Auf der politischen Agenda der Minister werden schließlich Themen stehen, die in den letzten Monaten vor der Bundestagswahl noch tabu waren und die nach dem 22. September ihre Renaissance erleben werden.
Grundsätzlich dürfte es sich dabei einmal um Strategien handeln, die Euro-Rettungsschirme ohne strikte wirtschaftspolitische Auflagen anzuzapfen. Die Einführung sog. Eurobonds scheint unter diesem Namen nach der kategorischen Absage von Bundeskanzlerin Merkel am 26. Juni 2012 im Deutschen Bundestag („Keine Eurobonds, solange ich lebe“) wenig Realisierungschancen zu haben, dagegen eher die Einrichtung eines sog. Schuldentilgungsfonds, wie vom Sachverständigenrat, den „Wirtschaftsweisen“, vor einem Jahr vorgeschlagen, allerdings bei strikten Auflagen wie Verpfändung von Gold- und Devisenreserven der Schuldnerländer.
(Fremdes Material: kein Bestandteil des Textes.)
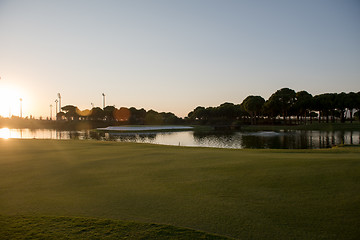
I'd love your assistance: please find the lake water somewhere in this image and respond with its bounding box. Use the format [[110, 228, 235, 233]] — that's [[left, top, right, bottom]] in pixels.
[[0, 128, 360, 149]]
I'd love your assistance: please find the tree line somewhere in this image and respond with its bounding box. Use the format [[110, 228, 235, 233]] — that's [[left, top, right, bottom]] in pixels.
[[56, 88, 360, 125], [56, 105, 183, 125], [187, 88, 360, 124]]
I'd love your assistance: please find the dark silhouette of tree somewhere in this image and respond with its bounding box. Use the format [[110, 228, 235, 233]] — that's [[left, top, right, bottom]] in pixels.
[[336, 92, 348, 123], [346, 92, 358, 123], [267, 88, 296, 123], [61, 105, 79, 121], [90, 107, 105, 120], [241, 96, 265, 124], [104, 106, 116, 121], [294, 91, 313, 124]]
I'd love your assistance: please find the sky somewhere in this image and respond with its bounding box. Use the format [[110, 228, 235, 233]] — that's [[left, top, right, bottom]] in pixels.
[[0, 0, 360, 117]]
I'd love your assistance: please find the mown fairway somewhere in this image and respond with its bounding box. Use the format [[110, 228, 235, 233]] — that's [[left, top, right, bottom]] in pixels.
[[0, 140, 360, 239]]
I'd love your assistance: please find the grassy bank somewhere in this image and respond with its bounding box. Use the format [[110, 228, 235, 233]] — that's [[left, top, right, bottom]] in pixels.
[[0, 215, 229, 240], [0, 140, 360, 239]]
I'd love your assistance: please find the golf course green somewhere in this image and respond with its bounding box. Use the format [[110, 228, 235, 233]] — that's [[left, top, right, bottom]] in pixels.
[[0, 139, 360, 239]]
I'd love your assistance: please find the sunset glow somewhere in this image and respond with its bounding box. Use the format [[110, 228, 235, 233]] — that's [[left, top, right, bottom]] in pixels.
[[0, 85, 24, 117]]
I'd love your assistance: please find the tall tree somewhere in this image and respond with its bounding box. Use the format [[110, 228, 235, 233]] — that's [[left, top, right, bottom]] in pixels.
[[241, 96, 265, 124], [294, 91, 313, 123], [268, 88, 296, 122]]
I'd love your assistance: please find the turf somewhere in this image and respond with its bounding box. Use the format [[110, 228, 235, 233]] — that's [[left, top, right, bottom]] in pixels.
[[0, 139, 360, 239], [0, 215, 229, 240]]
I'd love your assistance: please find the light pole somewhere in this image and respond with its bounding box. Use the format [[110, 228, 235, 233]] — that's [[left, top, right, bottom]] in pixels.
[[55, 99, 59, 119], [102, 93, 105, 109], [20, 98, 22, 118], [50, 104, 52, 120], [58, 93, 61, 112]]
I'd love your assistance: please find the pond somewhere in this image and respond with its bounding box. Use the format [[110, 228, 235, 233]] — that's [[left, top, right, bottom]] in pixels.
[[0, 128, 360, 149]]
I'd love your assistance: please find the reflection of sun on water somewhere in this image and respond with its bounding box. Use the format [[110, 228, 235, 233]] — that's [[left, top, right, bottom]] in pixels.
[[0, 128, 11, 139]]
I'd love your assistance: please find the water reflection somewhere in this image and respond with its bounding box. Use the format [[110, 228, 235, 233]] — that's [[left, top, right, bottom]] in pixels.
[[0, 128, 360, 149]]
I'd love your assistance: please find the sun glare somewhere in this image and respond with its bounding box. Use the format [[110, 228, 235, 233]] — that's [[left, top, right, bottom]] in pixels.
[[0, 128, 11, 139], [0, 85, 23, 117]]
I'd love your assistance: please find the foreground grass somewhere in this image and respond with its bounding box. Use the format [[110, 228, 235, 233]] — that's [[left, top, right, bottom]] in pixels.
[[0, 140, 360, 239], [0, 215, 228, 240]]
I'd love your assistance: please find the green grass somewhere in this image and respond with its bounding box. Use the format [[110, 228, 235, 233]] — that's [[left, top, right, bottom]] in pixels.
[[0, 215, 228, 240], [0, 140, 360, 239]]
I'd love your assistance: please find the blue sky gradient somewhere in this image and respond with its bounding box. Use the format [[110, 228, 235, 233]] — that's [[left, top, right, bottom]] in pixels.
[[0, 0, 360, 117]]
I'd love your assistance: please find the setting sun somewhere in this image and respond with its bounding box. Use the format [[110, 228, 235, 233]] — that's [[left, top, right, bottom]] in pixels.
[[0, 85, 24, 117]]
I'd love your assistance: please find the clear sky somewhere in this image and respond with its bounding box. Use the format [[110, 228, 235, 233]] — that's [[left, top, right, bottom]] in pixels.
[[0, 0, 360, 117]]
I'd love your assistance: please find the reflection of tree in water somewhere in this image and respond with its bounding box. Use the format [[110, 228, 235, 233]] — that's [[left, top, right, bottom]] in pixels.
[[69, 131, 80, 140], [193, 131, 241, 148], [108, 133, 156, 142], [87, 131, 105, 140]]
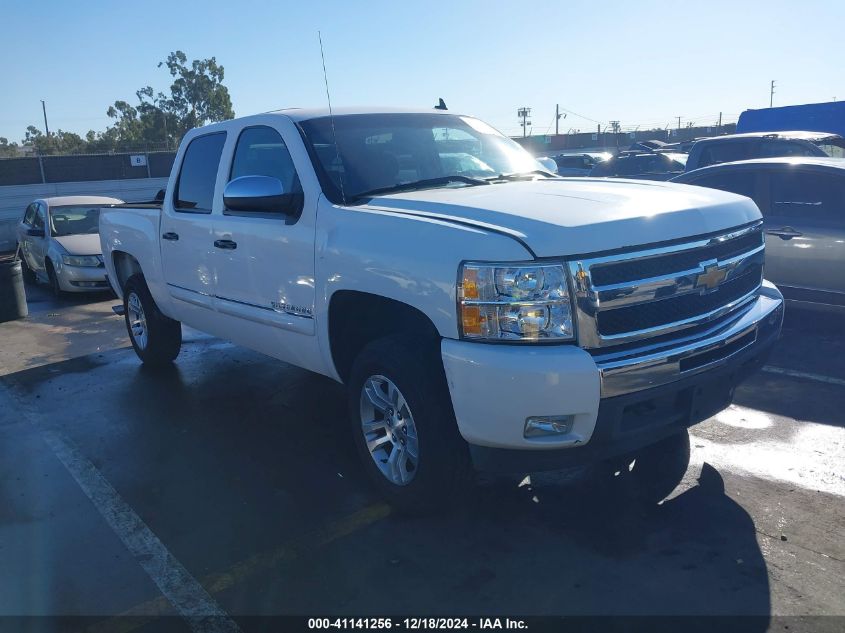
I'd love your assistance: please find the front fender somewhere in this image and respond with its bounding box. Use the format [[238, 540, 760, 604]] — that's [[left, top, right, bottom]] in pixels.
[[315, 198, 532, 378]]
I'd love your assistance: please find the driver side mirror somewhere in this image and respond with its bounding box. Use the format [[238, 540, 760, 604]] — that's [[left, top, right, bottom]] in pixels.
[[223, 176, 296, 214]]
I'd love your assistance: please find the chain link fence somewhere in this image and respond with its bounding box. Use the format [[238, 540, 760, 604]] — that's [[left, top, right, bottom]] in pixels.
[[0, 151, 176, 186]]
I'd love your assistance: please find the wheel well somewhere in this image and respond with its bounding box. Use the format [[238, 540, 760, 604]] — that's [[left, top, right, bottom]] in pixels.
[[329, 290, 440, 382], [112, 251, 142, 290]]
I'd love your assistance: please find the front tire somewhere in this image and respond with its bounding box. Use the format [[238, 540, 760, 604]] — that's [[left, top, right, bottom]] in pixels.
[[349, 336, 472, 514], [123, 274, 182, 367]]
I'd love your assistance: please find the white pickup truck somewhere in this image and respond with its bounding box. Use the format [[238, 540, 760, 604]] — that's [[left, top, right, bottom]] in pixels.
[[100, 109, 783, 509]]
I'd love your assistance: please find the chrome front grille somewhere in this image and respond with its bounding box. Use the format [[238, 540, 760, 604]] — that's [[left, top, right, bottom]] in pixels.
[[569, 223, 764, 348]]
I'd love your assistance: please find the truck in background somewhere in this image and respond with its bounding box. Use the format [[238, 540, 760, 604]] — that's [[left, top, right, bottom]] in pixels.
[[736, 101, 845, 158]]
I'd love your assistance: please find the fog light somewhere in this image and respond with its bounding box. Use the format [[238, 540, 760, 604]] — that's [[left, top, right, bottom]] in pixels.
[[523, 415, 573, 438]]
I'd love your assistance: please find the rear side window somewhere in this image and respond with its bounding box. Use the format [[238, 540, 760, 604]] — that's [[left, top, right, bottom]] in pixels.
[[759, 139, 823, 158], [770, 171, 845, 224], [698, 142, 757, 167], [173, 132, 226, 213], [32, 204, 46, 229]]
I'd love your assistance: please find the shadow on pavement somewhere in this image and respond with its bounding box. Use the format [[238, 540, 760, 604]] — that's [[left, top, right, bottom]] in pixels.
[[3, 341, 770, 616]]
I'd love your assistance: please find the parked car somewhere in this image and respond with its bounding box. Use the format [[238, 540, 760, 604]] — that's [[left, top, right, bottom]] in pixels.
[[552, 153, 610, 176], [100, 103, 783, 511], [537, 156, 557, 174], [675, 158, 845, 311], [590, 152, 687, 180], [736, 101, 845, 151], [686, 132, 845, 171], [17, 196, 123, 295]]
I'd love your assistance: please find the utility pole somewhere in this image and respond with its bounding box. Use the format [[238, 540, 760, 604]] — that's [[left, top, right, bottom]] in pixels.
[[41, 99, 50, 136], [610, 121, 619, 151], [516, 107, 531, 138]]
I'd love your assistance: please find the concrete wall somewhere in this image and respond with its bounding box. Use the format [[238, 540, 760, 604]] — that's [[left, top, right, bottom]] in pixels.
[[0, 178, 167, 252]]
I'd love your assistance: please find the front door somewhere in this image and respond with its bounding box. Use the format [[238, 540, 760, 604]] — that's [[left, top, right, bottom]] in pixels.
[[209, 117, 317, 365], [763, 168, 845, 305], [159, 132, 226, 320]]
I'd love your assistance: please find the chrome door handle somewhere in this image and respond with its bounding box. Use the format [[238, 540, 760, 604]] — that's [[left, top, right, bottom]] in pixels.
[[766, 226, 804, 240]]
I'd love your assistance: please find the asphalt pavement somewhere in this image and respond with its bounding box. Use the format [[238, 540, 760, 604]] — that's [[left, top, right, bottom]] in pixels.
[[0, 287, 845, 631]]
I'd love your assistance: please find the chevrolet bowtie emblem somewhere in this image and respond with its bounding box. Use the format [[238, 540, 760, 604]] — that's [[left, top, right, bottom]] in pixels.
[[695, 264, 728, 290]]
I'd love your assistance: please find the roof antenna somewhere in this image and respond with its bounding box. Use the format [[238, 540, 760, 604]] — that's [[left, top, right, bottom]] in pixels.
[[317, 31, 344, 206]]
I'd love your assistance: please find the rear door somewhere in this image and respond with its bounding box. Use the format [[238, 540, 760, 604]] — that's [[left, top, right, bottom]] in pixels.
[[26, 202, 50, 278], [763, 168, 845, 305], [18, 202, 38, 270], [209, 117, 319, 364], [159, 132, 226, 320]]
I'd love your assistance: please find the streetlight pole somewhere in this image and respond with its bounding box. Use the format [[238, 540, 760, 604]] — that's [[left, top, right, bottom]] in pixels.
[[41, 99, 50, 136]]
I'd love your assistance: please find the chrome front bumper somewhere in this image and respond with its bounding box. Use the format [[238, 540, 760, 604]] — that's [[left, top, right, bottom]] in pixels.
[[593, 281, 783, 399], [56, 264, 109, 292]]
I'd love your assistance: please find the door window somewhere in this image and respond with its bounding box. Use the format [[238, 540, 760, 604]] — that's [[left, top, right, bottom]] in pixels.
[[23, 204, 35, 226], [224, 126, 303, 215], [173, 132, 226, 213], [770, 171, 845, 223]]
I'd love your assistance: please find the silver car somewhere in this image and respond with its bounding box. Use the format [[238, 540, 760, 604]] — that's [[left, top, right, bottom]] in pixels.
[[17, 196, 123, 295], [672, 157, 845, 313]]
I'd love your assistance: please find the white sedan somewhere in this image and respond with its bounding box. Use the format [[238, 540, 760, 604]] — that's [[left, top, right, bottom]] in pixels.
[[17, 196, 123, 295]]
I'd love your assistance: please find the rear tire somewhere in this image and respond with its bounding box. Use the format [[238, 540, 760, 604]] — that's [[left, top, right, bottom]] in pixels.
[[123, 274, 182, 367], [349, 335, 472, 514]]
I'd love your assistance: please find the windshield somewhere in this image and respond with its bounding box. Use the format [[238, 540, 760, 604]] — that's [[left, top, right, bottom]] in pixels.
[[300, 113, 542, 202], [50, 204, 100, 237], [814, 136, 845, 158]]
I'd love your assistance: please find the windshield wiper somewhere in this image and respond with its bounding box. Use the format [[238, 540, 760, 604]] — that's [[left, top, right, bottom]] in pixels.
[[484, 169, 556, 182], [354, 176, 490, 200]]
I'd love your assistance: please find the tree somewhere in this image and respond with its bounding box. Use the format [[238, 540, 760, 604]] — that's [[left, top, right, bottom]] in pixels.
[[155, 51, 235, 137], [0, 136, 20, 158], [14, 51, 235, 155], [23, 125, 88, 154]]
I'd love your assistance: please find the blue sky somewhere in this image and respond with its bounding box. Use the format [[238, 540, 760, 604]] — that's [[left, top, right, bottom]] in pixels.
[[0, 0, 845, 141]]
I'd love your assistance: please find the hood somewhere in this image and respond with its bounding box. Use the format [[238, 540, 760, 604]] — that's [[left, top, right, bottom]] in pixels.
[[365, 178, 760, 257], [53, 233, 103, 255]]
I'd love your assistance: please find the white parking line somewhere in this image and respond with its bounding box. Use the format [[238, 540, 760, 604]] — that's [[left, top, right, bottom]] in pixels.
[[763, 365, 845, 387], [0, 376, 240, 633], [42, 431, 240, 633]]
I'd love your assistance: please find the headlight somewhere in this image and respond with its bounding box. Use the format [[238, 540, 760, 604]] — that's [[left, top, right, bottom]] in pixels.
[[62, 255, 100, 267], [458, 263, 575, 342]]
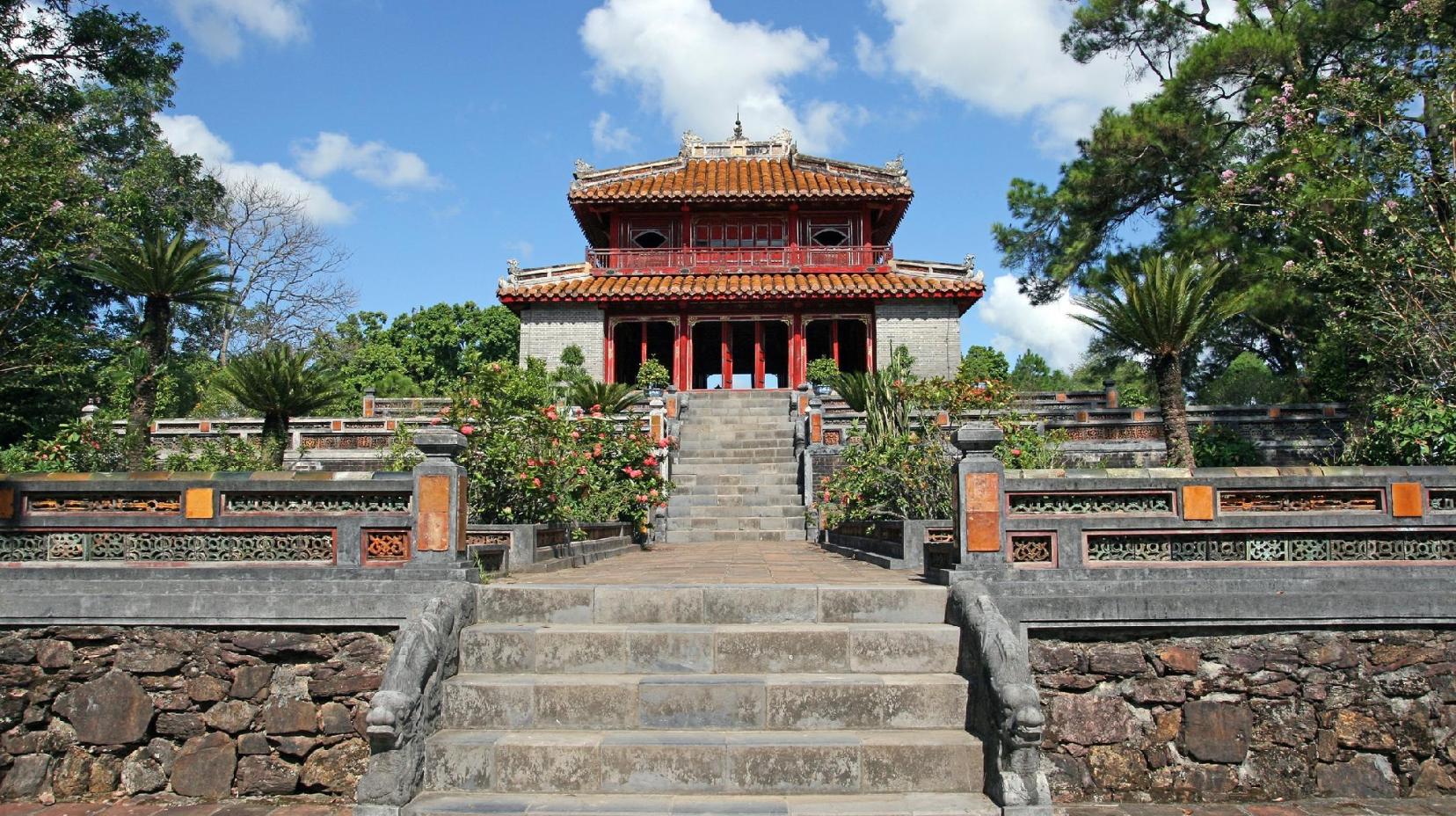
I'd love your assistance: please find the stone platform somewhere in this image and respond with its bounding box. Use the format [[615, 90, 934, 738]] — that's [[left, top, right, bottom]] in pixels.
[[506, 541, 925, 585]]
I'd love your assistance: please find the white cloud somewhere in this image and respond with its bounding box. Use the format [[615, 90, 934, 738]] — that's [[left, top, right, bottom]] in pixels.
[[171, 0, 309, 62], [581, 0, 856, 151], [972, 275, 1096, 370], [855, 0, 1153, 155], [153, 113, 353, 224], [591, 111, 637, 153], [293, 131, 440, 189]]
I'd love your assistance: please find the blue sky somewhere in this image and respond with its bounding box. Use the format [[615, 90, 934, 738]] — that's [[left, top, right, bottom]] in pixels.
[[135, 0, 1146, 364]]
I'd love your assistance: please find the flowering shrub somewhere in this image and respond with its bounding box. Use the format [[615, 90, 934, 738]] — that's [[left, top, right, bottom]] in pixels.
[[438, 363, 670, 530]]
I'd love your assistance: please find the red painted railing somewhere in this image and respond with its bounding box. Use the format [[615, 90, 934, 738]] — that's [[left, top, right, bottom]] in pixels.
[[586, 244, 894, 273]]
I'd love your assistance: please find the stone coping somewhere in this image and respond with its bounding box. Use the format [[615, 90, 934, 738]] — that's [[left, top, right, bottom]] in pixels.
[[0, 470, 413, 484], [1006, 465, 1456, 479]]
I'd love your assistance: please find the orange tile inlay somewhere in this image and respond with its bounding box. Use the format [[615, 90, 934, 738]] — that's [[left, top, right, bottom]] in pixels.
[[1183, 485, 1212, 521], [182, 486, 215, 519], [1390, 483, 1425, 519]]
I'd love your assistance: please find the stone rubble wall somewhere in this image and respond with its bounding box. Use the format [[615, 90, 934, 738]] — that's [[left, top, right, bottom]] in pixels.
[[0, 625, 393, 801], [1030, 630, 1456, 801]]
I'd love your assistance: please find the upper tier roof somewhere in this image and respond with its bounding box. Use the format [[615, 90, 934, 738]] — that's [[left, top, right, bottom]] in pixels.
[[568, 129, 914, 204]]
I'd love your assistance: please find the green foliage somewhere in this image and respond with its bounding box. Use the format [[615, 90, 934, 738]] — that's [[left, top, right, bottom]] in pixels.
[[163, 426, 281, 472], [806, 357, 839, 384], [566, 381, 642, 415], [819, 433, 955, 526], [315, 302, 521, 410], [637, 357, 673, 389], [0, 0, 222, 444], [1343, 390, 1456, 466], [0, 419, 134, 474], [1192, 424, 1261, 468], [1198, 351, 1292, 408], [218, 342, 339, 468], [955, 346, 1010, 383]]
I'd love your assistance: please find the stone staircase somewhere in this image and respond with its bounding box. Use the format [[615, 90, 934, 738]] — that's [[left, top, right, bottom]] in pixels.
[[404, 585, 999, 816], [666, 390, 805, 543]]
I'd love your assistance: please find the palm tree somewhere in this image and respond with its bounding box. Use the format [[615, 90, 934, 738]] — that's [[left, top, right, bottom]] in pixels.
[[217, 342, 342, 468], [1074, 258, 1247, 468], [77, 229, 227, 470]]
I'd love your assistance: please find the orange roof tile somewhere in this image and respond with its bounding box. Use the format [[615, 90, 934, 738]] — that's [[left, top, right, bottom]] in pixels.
[[568, 157, 913, 202], [499, 271, 984, 303]]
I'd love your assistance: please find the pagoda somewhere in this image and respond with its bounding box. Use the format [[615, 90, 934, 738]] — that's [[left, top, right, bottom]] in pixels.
[[498, 122, 984, 389]]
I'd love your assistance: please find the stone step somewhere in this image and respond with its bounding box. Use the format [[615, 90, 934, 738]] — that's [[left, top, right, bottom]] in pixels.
[[424, 730, 981, 794], [477, 585, 948, 625], [400, 792, 1001, 816], [440, 674, 968, 732], [460, 623, 961, 674], [662, 529, 808, 543]]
Im Unterschied zu Eurobonds sollen alle Schulden über 60 % des BIP in einen Topf geworfen werden um für sie dann gesamtschuldnerisch zu haften, Deutschland im Extremfall zu 100 %. Unmittelbare Folge wären eine Herabstufung der Kreditwürdigkeit Deutschlands mit entsprechendem Zinsanstieg und Anreize für einzelne Staaten zu einer weniger verantwortungsvollen Finanzpolitik. Derzeit arbeitet bereits eine Arbeitsgruppe der Europäischen Kommission unter Beteiligung der Euroländer an diesem Konzept. In die gleiche Schublade Haftungsunion wären Vorschläge für eine Aufstockung des Anleihevolumens des permanenten Rettungsschirms ESM sowie die Einführung einer Bankbilanz für ihn zu stecken, mit der sich der Fonds praktisch unbeschränkt Geld bei der Europäischen Zentralbank leihen könnte.
Die andere Strategie auf der Agenda der Eurominister könnten direkte Kapitalspritzen für Banken sein. Dahinter steckt die perfide Ratio, dass die Finanzmittel dem Bankensektor zufließen und nicht dem öffentlichen Sektor, also wirtschaftspolitische Auflagen nicht zum Zuge kämen und die Staatsschulden nicht erhöht würden. Mit diesem Konzept würden die Hilfen für Banken von den Staatshaushalten entkoppelt werden. Konkret stellt sich die Frage in Kürze bei der endgültigen Entscheidung des Ministerrats über den zweiten Pfeiler der Bankenunion, der Errichtung einer europäischen Agentur unter Leitung der Europäischen Kommission zur Rekapitalisierung bzw. Abwicklung von Banken. Nach den Vorschlägen der Europäischen Kommission sollen durch eine Bankenabgabe der zum Teil noch zu gründenden nationalen Institute 55 Milliarden € in den europäischen Topf fließen. Deutsche Sparer und Bankkunden müssten dann letztlich für die Fehler ausländischer maroder Banken blechen. Inzwischen beansprucht auch die Europäische Zentralbank die Zuständigkeit für diese Agentur.
Im Moment lässt sich noch nicht abschließend voraussagen, welche Giftpfeile unsere Europartner nach der Bundestagswahl tatsächlich aus dem Köder ziehen. In jedem Fall dürfte es sich dabei um eine sehr komplexe Materie handeln, die die meisten Abgeordneten im neuen Bundestag voraussichtlich überfordern würde. Die „Alternative für Deutschland“ tritt dagegen mit ausgesprochenen Experten an, wie dem Parteichef Prof. Lucke und dem Berliner Kandidaten Prof. Starbatty, beides ausgesprochene Fachleute für Eurofragen. Die Verleumdung, bei der „AfD“ handele es sich um eine „Professoren“-Partei, geht ins Leere. Kein vernünftiger Mensch würde auf die Idee kommen – wie es Hans-Olaf Henkel, Ex-Präsident des Verbandes der Deutschen Industrie – neulich so plastisch formuliert hat, bei Zahnschmerzen zum Klempner zu gehen und nicht zum Zahnarzt. Die deutschen Wählerinnen und Wähler sind so vernünftig, am 22. September auf ihren Stimmzetteln das Kreuz an der richtigen Stelle zu machen.